***
– Скорее всего, тут нарисована женщина, – Евгений кивнул на картину, – с двумя хромосомами. Вон одна, а вон другая. О чем это мы с тобой беседу вели? О таланте? Ну, за талант! Талант всегда пропьет себе дорогу.
Над головой второй день ходит женщина. Каблуки ее нервно меряют потолок по диагоналям. Так, наверное, ходили женщины и перед первой мировой войной, и перед нашествием Наполеона, и перед походом Лжедмитрия. Для человека, прожившего хотя бы шестьдесят лет, ясно, что люди девятнадцатого века, восемнадцатого и так далее к началу всех веков были теми же самыми людьми, что и сейчас, а проблемы, волновавшие их, и методы, и зверство, с которым они их разрешали, были теми же самыми проблемами, методами и зверством, которые будут, пока будут над головой стучать женские каблуки. Вот только дожить бы до этих шестидесяти, когда оглохнешь от жизни и перестанешь слышать женские каблуки. Дожить бы до шестидесяти, чтобы у бездны мрачной на краю понять простые вещи.
Суэтин откусил полкуска колбасы и вдруг вспомнил, как он еще в юности был на ипподроме (единственный раз в своей жизни) и выиграл в тотализатор. Он тогда наугад поставил на красивую светло-серую лошадь, легкую и грациозную. Как она шла! Как она красиво шла! Она летела, не касаясь земли…
А ведь она так похожа на Настю, прошептал он неслышно, ужаснувшись своему открытию. Неужели он ее погубил? Заездил, пропил и продал! Евгению захотелось по-молодому помчаться за ней вдаль, сломя голову, быстро-быстро, догнать ее и бежать рядом, голова к голове, долго-долго…
– Звонят, – сказал Алексей.
– Настя пришла. Сергей откроет.
15. Темнота
Как только Сергей занялся бизнесом, все на свете потеряло свою цену, кроме тех товаров, которые надо было выгодно купить в одном месте и выгодно загнать в другом. И эта взаимная выгода обтесывала душу с двух сторон, как полено. Все многообразие жизни, все ее краски и аромат свелись к абстрактному понятию «цена», которая обхватила шею удавкой.
А потом и товары в его глазах тоже потеряли цену. Понятие «цена» ушло из его жизни.
За тот кредит, что он взял под автомобили, его могли десять раз убить. Бог миловал, там все обошлось.

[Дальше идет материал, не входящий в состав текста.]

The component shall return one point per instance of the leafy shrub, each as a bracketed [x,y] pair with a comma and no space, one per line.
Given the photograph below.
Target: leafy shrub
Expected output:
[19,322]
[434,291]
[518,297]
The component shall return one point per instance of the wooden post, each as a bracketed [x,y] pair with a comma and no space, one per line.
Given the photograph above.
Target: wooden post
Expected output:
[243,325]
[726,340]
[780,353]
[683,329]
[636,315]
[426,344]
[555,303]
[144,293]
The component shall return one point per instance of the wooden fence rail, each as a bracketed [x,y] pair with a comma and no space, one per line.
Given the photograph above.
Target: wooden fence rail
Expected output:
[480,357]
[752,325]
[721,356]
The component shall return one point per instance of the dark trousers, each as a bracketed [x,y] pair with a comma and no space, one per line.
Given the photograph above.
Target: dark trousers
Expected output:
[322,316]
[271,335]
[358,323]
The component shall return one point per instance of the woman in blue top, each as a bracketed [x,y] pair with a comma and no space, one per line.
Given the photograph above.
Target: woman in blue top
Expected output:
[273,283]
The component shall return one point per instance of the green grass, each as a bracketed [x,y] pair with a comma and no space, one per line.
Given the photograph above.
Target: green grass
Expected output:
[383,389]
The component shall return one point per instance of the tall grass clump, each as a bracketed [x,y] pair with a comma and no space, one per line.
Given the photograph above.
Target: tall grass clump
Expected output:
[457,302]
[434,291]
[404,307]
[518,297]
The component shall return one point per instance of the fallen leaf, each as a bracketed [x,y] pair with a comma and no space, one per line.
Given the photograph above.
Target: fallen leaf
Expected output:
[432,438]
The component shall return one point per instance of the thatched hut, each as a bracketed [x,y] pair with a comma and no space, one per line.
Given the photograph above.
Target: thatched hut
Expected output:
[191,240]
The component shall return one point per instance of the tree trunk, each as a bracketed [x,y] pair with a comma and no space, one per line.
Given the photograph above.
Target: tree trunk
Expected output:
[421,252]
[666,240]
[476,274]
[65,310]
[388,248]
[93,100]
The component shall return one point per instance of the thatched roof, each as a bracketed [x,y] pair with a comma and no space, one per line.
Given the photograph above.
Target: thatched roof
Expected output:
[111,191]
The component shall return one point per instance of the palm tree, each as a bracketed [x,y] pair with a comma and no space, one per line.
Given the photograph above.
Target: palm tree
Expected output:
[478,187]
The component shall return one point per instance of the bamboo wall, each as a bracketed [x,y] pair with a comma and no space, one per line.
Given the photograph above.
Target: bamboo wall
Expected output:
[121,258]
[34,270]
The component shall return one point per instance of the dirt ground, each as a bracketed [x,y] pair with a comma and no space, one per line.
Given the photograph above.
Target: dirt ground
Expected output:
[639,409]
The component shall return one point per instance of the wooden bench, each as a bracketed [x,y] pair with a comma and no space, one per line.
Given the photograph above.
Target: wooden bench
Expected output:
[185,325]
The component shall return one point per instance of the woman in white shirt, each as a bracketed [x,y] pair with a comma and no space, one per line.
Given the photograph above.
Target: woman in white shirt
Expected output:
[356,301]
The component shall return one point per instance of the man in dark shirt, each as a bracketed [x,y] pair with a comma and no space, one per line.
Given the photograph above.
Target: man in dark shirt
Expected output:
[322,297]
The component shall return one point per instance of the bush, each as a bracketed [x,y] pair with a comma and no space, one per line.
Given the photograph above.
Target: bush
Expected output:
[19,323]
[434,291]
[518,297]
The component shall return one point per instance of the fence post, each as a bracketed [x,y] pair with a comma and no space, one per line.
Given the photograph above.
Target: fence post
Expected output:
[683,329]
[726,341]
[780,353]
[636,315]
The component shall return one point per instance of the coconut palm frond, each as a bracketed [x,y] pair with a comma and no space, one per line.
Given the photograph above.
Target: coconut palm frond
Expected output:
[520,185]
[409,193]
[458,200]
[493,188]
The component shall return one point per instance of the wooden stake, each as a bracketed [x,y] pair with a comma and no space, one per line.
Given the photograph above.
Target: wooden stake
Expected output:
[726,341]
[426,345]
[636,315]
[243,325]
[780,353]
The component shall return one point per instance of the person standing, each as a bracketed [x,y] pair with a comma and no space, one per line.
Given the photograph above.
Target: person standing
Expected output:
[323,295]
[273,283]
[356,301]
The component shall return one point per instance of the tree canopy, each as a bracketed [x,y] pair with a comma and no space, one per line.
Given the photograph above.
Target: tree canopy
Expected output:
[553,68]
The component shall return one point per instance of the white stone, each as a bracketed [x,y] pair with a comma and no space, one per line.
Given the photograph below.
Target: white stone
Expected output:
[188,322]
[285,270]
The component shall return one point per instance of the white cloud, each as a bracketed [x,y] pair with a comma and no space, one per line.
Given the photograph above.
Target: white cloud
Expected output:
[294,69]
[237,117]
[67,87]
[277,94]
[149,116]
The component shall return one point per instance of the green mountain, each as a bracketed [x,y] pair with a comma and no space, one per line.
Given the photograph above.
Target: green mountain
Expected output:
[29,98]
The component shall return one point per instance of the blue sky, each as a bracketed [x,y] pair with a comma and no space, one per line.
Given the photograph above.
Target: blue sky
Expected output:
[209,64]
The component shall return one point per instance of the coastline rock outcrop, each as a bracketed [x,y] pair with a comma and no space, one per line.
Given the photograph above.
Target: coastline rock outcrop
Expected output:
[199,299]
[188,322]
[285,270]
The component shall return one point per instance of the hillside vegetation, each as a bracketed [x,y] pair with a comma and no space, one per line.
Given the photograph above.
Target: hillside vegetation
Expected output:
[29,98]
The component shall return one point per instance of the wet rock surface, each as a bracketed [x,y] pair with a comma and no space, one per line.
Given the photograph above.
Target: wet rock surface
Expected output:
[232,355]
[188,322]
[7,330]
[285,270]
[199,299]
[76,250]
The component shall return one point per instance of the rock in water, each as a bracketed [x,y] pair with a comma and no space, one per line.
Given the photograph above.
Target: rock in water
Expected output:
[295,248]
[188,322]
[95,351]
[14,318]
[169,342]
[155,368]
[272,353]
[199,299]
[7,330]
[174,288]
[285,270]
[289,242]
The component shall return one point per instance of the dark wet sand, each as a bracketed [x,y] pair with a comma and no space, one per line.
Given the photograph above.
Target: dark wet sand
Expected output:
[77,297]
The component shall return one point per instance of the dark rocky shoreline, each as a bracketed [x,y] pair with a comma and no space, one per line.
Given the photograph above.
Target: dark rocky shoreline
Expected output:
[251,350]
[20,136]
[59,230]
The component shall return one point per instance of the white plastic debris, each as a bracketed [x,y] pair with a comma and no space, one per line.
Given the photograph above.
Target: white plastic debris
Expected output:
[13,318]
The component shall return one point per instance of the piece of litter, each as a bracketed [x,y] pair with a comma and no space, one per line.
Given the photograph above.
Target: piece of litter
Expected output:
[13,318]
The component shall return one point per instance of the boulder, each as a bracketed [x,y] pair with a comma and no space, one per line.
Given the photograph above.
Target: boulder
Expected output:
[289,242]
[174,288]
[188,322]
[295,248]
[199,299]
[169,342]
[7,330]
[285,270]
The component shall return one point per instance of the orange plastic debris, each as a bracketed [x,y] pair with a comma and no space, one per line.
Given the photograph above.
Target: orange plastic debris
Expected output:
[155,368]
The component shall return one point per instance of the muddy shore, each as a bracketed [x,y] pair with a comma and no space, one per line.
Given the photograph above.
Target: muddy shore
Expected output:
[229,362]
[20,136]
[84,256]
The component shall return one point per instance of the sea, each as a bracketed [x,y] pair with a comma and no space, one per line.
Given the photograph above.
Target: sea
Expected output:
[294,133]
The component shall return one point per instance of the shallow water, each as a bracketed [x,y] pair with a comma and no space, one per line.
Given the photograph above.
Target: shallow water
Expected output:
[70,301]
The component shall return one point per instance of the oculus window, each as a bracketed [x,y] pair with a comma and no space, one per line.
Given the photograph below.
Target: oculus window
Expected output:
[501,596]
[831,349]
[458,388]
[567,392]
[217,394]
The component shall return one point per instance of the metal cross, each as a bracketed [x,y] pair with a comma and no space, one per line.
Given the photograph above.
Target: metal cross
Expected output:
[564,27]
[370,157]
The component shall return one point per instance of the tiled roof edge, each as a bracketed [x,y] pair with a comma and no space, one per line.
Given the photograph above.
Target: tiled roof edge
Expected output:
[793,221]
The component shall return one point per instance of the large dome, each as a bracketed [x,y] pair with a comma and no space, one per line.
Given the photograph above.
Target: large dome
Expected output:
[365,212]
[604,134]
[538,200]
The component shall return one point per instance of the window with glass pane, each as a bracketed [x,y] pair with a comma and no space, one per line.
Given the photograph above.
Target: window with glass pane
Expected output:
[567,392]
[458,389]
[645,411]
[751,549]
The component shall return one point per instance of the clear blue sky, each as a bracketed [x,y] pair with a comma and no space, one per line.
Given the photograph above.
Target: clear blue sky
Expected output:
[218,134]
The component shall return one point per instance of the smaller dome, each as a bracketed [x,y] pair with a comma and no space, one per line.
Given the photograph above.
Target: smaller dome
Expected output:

Но с компаньоном Воосом, которого с подачи профессора Никольского подсунул ему сосед Симкин, вышла незадача. Все вроде было просчитано, схвачено, прикрыто, гарантирована была сумасшедшая прибыль… Сергей ошибся в главном – в начальных условиях: он рассчитывал на порядочность того человека, который рассчитывал на его простоту. Словом, «лопухнулся». Воос исчез вместе с эшелоном разноцветного металла, скупленного по дешевке на трех заводах. Как когда-то исчез незабвенный Александр Иванович Корейко. Исчез куда-то и Никольский, хотя с месяц назад, случайно встретившись с Сергеем в универсаме, он интересовался, как у него идет бизнес, и обещал устроить через Симкина очередной выгодный проект.
– На этот раз уже попрошу у вас, молодой человек, комиссионные не только Симкину, но и мне «боковик», напрямую. Процентов пять. Как?
– Хорошо, Артур Петрович, какие разговоры!
– Вам, кстати, привет от Яночки. Она прекрасно устроилась. Прекрасно!
Все прекрасно, но все исчезли! И теперь Сергея третью неделю достают звонки. И голос в трубке из вежливого и мягкого стал грубым и жестким. Симкин стал прятаться от Сергея, а при встрече клялся достать «эту эстоняру» из-под земли и тут же «урыть» обратно в землю.
Увы, свой бизнес Сергей строил на стропилах расчета, а не на фундаменте, ибо фундамент у него был другой. Математик может рассчитать все, что угодно, и любую муть облечь в логический панцирь, но там, где царит арифметика, там логика становится бессмысленной. Ибо там за рубль убьют, а сто тысяч выкинут коту под хвост. Собственно, чего ожидать от «простых» людей, когда «государевы» вообще убьют ни за грош? Чего ожидать в стране, которая политиками разодрана на подтирку?
Неделю назад Сергей понял, что весь внутри почернел.
Неделю назад он понял, что ему хочется всех своих врагов (а их становилось с каждым днем все больше) бить головой о стены, которые давили на него со всех сторон.
Ему было очень плохо. Никогда ему не было так плохо.
Он сжимал себе голову, тер грудь, дико смотрел по сторонам и не мог понять, отчего ему так плохо.